Cue the "Keep Moving" Project, it's increadibly savvy of Blackberry to target such niche and cult fans, but in doing so it gives them instant credibility as a phone for talented creative people.  These are highly credible artists who have created authentic and meaningful projects and in the process have immersed their fans in the Blackberry brand.  

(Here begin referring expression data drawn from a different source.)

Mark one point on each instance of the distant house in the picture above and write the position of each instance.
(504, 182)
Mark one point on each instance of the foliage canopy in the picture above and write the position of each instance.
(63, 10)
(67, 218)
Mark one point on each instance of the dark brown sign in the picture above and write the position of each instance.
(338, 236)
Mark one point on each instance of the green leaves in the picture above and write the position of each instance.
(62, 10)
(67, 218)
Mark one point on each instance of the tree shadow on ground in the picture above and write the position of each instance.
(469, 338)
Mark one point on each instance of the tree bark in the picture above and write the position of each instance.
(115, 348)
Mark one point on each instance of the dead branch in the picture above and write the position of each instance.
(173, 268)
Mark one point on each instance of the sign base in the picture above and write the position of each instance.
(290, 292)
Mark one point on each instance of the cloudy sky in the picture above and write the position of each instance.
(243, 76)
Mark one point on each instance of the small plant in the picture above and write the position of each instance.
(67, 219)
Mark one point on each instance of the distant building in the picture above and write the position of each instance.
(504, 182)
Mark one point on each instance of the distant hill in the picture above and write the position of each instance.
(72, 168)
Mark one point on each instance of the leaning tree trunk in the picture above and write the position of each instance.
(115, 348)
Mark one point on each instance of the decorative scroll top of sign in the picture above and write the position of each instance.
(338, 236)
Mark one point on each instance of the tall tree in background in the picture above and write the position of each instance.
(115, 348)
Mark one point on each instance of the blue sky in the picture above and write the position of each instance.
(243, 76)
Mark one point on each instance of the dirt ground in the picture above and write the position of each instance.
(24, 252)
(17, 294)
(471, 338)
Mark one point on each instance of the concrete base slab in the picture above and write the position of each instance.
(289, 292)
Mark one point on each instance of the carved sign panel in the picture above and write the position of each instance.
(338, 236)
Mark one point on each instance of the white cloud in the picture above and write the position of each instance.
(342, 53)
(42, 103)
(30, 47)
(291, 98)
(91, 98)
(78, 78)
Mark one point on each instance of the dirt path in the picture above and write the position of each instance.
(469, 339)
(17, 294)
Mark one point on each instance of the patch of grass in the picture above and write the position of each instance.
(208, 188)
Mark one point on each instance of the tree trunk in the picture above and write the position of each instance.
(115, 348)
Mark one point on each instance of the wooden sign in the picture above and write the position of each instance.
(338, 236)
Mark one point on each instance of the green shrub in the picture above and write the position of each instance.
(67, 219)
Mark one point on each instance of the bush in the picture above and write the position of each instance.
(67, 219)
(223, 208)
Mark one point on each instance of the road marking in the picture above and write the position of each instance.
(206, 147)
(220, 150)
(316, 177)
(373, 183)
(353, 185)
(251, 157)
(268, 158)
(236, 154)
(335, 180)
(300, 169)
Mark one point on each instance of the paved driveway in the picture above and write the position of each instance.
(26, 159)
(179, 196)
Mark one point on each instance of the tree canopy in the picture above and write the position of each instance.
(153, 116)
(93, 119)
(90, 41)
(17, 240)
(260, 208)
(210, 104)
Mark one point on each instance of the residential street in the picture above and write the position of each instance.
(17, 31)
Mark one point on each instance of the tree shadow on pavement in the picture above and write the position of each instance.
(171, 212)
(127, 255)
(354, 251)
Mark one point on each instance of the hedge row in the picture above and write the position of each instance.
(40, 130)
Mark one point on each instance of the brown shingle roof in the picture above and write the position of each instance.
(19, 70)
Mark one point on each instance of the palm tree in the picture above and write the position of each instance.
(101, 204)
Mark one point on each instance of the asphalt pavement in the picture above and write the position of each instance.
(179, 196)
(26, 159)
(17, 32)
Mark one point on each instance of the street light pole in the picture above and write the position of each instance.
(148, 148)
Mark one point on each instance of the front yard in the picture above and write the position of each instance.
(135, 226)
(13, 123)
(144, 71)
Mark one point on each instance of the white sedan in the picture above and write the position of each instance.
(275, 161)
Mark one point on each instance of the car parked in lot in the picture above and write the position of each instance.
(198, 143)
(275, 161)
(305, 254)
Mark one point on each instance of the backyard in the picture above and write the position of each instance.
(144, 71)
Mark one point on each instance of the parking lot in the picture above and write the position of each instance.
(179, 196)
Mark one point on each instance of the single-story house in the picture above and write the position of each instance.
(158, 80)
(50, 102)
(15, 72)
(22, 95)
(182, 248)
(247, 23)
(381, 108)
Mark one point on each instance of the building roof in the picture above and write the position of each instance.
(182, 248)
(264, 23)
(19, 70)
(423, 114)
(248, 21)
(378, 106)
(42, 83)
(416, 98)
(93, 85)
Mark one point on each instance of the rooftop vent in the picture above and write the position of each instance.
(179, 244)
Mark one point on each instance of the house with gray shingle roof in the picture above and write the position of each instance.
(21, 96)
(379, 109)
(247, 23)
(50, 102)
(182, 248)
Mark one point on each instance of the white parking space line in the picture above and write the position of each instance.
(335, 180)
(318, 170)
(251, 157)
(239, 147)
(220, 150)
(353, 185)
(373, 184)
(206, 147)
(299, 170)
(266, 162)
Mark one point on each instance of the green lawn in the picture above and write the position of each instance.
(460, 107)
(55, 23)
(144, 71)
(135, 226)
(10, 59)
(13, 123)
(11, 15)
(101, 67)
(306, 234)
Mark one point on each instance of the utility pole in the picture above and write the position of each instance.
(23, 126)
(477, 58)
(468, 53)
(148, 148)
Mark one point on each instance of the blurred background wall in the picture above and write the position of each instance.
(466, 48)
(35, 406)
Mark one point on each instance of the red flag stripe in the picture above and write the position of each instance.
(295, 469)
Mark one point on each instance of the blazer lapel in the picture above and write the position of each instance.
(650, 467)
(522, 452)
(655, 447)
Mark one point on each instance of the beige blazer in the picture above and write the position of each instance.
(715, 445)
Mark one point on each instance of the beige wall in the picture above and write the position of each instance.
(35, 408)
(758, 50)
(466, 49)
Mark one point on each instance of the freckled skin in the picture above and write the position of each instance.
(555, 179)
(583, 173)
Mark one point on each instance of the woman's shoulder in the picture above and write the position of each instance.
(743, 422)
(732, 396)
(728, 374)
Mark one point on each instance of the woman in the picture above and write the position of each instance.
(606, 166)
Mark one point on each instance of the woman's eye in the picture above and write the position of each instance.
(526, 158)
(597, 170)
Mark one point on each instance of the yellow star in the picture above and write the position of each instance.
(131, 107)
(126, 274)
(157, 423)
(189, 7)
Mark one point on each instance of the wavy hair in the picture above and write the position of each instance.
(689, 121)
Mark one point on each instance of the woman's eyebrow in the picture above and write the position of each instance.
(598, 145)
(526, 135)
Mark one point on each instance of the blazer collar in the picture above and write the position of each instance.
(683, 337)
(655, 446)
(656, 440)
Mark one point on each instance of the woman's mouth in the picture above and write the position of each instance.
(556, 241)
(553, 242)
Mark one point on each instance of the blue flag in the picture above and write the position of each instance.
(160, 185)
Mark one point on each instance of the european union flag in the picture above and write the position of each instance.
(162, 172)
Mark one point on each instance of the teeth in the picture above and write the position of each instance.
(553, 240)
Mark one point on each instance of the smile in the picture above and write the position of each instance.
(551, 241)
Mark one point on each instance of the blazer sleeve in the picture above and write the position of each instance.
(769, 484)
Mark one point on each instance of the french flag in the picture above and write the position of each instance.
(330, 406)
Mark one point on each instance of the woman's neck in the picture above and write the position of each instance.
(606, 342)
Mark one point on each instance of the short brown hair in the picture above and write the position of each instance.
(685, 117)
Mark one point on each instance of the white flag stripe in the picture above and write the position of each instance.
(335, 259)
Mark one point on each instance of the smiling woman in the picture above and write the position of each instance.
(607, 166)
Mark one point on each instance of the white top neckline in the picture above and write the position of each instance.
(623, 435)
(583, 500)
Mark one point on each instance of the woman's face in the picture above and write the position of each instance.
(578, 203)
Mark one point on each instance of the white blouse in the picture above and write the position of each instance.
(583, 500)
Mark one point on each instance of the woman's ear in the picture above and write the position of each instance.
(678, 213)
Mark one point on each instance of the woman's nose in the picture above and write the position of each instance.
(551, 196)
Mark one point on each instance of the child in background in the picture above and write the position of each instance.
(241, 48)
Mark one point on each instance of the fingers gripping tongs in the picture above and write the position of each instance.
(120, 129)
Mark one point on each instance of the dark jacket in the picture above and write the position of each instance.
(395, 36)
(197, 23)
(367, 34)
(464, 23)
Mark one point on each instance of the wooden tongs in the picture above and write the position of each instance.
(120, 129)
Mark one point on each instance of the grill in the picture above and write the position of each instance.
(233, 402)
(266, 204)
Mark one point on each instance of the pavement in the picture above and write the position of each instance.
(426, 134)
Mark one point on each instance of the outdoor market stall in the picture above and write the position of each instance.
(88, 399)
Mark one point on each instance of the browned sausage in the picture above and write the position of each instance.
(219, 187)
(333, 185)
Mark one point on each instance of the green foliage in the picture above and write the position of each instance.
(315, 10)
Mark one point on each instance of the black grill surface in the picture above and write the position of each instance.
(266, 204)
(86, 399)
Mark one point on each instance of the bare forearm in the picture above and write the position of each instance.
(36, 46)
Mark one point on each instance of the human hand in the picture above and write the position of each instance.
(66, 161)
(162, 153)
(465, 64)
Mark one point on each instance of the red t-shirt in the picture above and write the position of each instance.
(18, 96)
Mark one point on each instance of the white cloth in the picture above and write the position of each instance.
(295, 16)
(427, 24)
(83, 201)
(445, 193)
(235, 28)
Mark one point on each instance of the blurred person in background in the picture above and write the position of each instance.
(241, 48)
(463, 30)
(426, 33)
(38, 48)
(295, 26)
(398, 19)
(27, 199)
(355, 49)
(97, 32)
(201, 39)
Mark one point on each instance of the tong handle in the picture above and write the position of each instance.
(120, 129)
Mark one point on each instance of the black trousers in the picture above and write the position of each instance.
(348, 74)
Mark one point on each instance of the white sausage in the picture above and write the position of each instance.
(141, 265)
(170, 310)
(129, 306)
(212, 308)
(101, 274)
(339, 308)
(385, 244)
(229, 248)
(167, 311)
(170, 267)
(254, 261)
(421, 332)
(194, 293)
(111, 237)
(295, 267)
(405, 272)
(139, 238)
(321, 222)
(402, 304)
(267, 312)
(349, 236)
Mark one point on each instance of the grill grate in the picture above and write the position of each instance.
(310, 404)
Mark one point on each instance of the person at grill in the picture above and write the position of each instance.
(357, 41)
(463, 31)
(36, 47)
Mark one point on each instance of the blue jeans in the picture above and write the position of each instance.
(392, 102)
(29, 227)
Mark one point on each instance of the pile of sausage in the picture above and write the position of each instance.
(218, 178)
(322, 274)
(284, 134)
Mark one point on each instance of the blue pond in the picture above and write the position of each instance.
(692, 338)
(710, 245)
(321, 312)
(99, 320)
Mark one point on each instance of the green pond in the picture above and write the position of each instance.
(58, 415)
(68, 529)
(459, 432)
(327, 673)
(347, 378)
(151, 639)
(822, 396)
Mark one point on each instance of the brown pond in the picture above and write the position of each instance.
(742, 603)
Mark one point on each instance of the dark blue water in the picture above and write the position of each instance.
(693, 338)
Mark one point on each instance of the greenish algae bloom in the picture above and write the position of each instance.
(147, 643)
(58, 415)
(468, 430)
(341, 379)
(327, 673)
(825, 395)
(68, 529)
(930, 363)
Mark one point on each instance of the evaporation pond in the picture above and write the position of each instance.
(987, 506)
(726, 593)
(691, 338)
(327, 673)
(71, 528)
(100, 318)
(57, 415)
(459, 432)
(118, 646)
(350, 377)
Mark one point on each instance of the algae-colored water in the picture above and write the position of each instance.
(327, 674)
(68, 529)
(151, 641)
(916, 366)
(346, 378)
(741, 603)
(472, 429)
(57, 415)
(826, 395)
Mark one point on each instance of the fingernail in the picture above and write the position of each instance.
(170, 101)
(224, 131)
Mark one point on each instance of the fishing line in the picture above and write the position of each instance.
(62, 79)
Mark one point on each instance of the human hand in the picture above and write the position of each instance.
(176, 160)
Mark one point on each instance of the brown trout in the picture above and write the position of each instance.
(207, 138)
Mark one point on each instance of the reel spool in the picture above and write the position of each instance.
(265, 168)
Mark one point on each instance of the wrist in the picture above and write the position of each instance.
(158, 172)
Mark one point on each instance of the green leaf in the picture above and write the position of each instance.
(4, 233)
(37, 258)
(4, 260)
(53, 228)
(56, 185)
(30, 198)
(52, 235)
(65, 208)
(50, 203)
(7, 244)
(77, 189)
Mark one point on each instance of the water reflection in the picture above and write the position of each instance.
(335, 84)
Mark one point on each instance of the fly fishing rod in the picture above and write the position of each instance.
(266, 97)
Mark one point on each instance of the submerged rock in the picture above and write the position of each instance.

Conversely Alicia Keys’ contribution is notable in how lacking it is in credibility and meaning. Keys has a huge mainstream audience base and her inclusion in this campaign is clearly due to her role as Blackberry’s Global Creative Director, however it does undermines the integrity of the other two projects. 

While Gaiman and Rodriguez’s creations were driven by fan interactions and genuine collaborations, Keys was shallow and superficial. 

The only interaction from fans was uploading their images into a premade film reproduced for each market with different photos. It was a less exciting version of Pepsi’s campaign to have fans appear in Beyonce’s Super Bowl half-time performance – which had a significantly larger wow factor.

Unlike the genuine engagement of Gaiman and Rodriguez’s projects, Keys felt like a faceless marketing campaign. 

As Branded Arts and Entertainment goes, the Keep Moving Project is a mixed bag for me. Across the board the videos created by Blackberry for each project are superb pieces of storytelling. They are evoking and moody with just the right mix of inspiration and gushing awe. 

The contribution from Alicia Keys to my mind barely rates a mention. The film by Rodriguez is a great effort and will appeal to the target audience. He invited fans to be in the film with auditions as well as encouraging them to provide the ideas and sketches for weapons and monsters in the film. 

However it is Gaiman’s contribution ‘A Calendar of Tales by Neil Gaiman & You’, that I am particularly taken by.  I love every aspect of this. Gaiman posed questions to his Twitter followers and used their responses to inspire his stories. He then created a story for every month, which his fans created illustrations for. It really is a beautiful creation. The website, downloadable e book look great and I’d give my right arm to get hold of a copy of that beautiful book, although I'm sure I'd have to fight off Gaiman's army of adoring fans. This project alone would have been enough to make this campaign a success and I'm sort of disappointed they didn't as it's really quite unique and beautiful. 

However the big question is, will 'Keep Moving' make people buy Blackberry phones? 

I’m not sure how far along the purchase process this will take people, but I am sure that this will certainly challenge peoples perceptions of the brand. It certainly made me think twice about the Blackberry brand.  This campaign will introduce the brand and its products to new and different audiences. In doing so it will increase consideration among audiences which arguably would never have considered the brand before.  

For these reasons I think this will be a success. I’m intrigued to see the next phases of this campaign to see how Blackberry continue to build on this with different creative partners. 


With 'Keep Moving' Blackberry has created a credible branded arts and entertainment platform. If it continues to make brave and bold choices in the artists it works with this will be successful. I give it 4 stars. 

  • Brand: Blackberry 
  • Creative Company: AMV BBDO 



Jeremy Garling

16 Sep 2014

Great review, and I agree the idea of tailored videos for each city moves well with the times of using data to target relevant markets.

The campaign starts a shift back to Blackberry, now we need to see more from the phone itself...but a fun and clever start. Nicely brought together Danielle.